Nach der Niederschlagung eines solchen Putsches ist es Aufgabe der Regierung, die Situation so rasch wie möglich zu normalisieren und der Verfassung sowie den verfassungsrechtlichen Garantien für Menschenrechte und Grundfreiheiten treu zubleiben – weil auch unter einem Notstand jeder Menschenrechte und Grundfreiheiten hat.

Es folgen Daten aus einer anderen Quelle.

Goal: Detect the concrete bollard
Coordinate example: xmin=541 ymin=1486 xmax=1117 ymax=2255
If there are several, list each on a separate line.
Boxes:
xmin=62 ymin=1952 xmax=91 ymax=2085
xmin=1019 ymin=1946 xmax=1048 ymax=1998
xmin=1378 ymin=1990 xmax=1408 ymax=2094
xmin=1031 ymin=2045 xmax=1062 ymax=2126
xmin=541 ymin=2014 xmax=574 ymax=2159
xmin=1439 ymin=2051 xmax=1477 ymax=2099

Am 23.07.2016 erließ der Ministerrat unter dem Vorsitz des Präsidenten die erste Rechtsverordnung, Nr. 667, über Maßnahmen im Notstand. Zahlreiche Organisationen und Institutionen wurden durch die erste Rechtsverordnung geschlossen, welche in angehängten Listen deren Namen enthielt. Andere Verordnungen folgten der ersten: Nr. 668, 669, 670, 671, 672, 673, 674, 675 und 676. Neue Maßnahmen werden noch geplant. Diese Listen müssen wohl auf das Jahr 2014 zurückgeführt werden, als die Auseinandersetzung zwischen FETÖ-Verbündeten und der Regierung begann.

 

II. Verfassungsrechtliche Grundlage

Ergeben sich ernsthafte Anzeichen für sich ausbreitende Gewalthandlungen, die auf eine Aufhebung der durch die Verfassung begründeten freiheitlichen demokratischen Ordnung oder der Grundrechte und -freiheiten gerichtet sind, oder wird die öffentliche Ordnung ernsthaft gestört, so kann der Ministerrat nach Einholung der Stellungnahme des Nationalen Sicherheitsrates in Teilen des Landes oder im ganzen Land für nicht mehr als sechs Monate den Notstand ausrufen (Art. 119, 120 der Verfassung).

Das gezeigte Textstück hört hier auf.